In short, I related to Lena. How could I not, when she writes things like, “The germophobia morphs into hypochondria morphs into sexual anxiety morphs into the pain and angst…?” Sure, she was talking about middle school. I have never been that extreme. Although, come to think of it, in 7th grade I fell under the spell of that saying, “See a pin, pick it up, all the day you’ll have good luck. See a pin, let it lay, [something one syllable I can’t remember or never knew] bad luck is here to stay.” This meant that I had to pick up every safety pin I saw. Readers, there were so many of them. I hung each new find on a big pin I’d come across, sort of like safety-pin art, and I’d have to carry this set of pins with me. Eventually, I was pinning that bunch of safety pins to my underwear for protection every day. I think this stopped only when my stepmother asked with irritation why all my underpants had holes at the waistband and fear knocked some sense into me. I realized I couldn’t indulge this kind of obsessive behavior. I moved on to something more normal, picking my split ends.

Confession time.* I had this post about Lena Dunham almost ready a while ago. Back in ’14, I believe. But I didn’t get a chance to finish it. I think I had too much procrastinating to do. Then the book was due at the library. I love the library. And I couldn’t renew it because there is a waiting list for it. But I couldn’t return it because I had to look up a couple things to quote for you, Readers. Then it was Christmas and everything got “tidied up” around the house. This is shorthand for saying I lost it. But then I found it again, after New Year’s, and I returned the book. I promise I did.

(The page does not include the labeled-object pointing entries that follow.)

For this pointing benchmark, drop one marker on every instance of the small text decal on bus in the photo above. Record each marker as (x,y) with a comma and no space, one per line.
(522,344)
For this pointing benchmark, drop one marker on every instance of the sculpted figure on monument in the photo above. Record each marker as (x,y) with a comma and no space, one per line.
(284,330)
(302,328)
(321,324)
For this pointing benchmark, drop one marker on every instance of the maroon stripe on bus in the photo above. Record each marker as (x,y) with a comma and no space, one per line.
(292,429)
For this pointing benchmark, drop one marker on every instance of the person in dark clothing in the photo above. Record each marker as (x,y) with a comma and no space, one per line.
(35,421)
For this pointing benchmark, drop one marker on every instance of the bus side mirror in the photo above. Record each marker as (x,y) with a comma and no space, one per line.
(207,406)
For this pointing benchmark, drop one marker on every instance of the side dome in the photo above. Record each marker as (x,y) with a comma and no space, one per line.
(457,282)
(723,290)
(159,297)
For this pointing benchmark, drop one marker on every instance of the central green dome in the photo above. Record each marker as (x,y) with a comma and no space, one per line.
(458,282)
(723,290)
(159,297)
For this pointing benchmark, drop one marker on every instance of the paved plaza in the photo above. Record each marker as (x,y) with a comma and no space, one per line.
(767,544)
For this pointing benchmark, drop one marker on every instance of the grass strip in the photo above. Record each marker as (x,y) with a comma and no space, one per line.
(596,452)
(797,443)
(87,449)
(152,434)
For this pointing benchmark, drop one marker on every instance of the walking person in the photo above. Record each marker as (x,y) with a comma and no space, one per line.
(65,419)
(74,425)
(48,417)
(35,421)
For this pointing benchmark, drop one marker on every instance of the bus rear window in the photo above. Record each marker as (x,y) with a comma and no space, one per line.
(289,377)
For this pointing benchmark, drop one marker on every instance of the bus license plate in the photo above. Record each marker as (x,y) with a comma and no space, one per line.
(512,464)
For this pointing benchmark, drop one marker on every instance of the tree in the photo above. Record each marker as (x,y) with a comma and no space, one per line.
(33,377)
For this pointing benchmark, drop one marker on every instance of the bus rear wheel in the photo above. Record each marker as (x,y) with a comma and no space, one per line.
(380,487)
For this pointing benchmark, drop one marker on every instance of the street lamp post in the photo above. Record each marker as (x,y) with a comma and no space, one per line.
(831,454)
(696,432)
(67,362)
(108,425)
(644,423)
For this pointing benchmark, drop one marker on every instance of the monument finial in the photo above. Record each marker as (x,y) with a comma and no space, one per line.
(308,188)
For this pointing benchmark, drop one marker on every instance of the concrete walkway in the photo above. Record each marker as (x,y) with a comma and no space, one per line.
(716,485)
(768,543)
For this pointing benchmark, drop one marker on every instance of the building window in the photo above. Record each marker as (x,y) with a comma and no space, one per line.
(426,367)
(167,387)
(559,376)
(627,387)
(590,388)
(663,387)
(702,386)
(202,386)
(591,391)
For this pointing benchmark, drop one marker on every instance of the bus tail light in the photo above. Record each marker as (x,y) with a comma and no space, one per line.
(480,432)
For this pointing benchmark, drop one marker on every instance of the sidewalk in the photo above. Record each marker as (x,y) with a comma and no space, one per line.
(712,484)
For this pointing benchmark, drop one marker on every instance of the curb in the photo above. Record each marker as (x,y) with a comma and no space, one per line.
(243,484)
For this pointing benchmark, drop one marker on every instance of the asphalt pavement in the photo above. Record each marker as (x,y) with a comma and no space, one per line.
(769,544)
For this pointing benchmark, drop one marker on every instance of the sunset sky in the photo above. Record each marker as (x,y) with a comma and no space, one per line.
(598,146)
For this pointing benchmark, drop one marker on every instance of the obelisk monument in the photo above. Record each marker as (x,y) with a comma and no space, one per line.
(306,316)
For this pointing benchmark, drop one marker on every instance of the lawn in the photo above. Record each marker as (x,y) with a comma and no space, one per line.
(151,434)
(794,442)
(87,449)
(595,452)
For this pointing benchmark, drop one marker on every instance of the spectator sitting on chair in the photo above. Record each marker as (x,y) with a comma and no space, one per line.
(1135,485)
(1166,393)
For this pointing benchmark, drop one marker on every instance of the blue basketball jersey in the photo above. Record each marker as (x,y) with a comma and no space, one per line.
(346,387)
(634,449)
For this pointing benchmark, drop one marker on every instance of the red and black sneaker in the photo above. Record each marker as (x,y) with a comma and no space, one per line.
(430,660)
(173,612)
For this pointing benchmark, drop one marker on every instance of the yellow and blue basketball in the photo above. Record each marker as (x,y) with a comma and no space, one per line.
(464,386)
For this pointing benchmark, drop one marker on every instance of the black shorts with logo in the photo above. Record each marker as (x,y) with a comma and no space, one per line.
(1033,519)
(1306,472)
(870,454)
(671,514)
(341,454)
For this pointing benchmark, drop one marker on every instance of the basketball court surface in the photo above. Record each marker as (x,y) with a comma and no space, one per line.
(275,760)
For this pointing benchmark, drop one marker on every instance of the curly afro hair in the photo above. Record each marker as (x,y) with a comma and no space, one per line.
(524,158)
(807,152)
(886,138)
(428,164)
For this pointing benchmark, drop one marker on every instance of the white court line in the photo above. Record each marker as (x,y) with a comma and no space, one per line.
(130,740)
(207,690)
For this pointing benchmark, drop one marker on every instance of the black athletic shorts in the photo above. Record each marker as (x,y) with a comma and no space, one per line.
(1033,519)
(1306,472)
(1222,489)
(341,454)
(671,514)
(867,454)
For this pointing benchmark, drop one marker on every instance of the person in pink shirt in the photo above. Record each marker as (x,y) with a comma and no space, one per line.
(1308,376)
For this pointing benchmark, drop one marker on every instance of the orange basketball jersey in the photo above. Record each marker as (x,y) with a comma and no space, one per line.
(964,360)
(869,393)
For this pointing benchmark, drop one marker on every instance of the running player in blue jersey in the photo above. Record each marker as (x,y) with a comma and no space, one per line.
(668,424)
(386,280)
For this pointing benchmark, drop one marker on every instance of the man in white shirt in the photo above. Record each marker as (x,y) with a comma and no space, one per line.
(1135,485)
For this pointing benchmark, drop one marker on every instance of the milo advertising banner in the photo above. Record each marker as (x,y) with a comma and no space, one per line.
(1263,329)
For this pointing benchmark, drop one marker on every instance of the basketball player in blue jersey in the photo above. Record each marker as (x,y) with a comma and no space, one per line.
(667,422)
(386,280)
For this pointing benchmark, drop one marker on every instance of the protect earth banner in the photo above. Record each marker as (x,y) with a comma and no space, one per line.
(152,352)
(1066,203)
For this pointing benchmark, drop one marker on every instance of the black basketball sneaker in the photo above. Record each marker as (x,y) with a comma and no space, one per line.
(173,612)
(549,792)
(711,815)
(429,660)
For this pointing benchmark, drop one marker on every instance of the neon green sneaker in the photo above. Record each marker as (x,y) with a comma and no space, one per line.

How do you feel about overdue library books? I used to worry about them. I tried never to have overdue books. However, unlike my MIL, who has never returned a book late to the library, I have become a compulsive late returner. Worse, instead of feeling bad about this, I feel okay, because I know I’m performing a service to the library. They count on those overdue fees to contribute to their budget items. So, it’s actually a good deed, a veritable mitzvah, to return them late. As long as you pay those fines.

So what did I want to quote? Well, I intended to illustrate my statement that the book is funny and well–written. That Dunham, while young, is reasonably self-aware, thanks to a lot of therapy, about which she writes at length. She’s aware of how people view her – as a privileged, white, New Yorker. At the same time, she’s only in her late twenties, so she’s still got limited awareness of herself and a limited scope of interest. But she puts it out on the page well. For example, on page 46, she recounts a moment at college (Oberlin), where someone points out her sheltered upbringing by calling her “Little Lena from Soho.”
            “What a snarky jerk,” she writes. “(Obviously I later slept with him.)”
            Come on, that’s funny.
            If I could put myself out there on the page and be honest and raw and funny and insightful and get PUBLISHED and PAID to do so, I’d feel successful. Oh, yeah.


*Rereading this, to implement the fixes the husband pointed out were needed, this strikes me as hilarious, following as it does the paragraph about my 7th grade OCD. Not to mention the attempted suffocation of my sister. Like that wasn't a confession??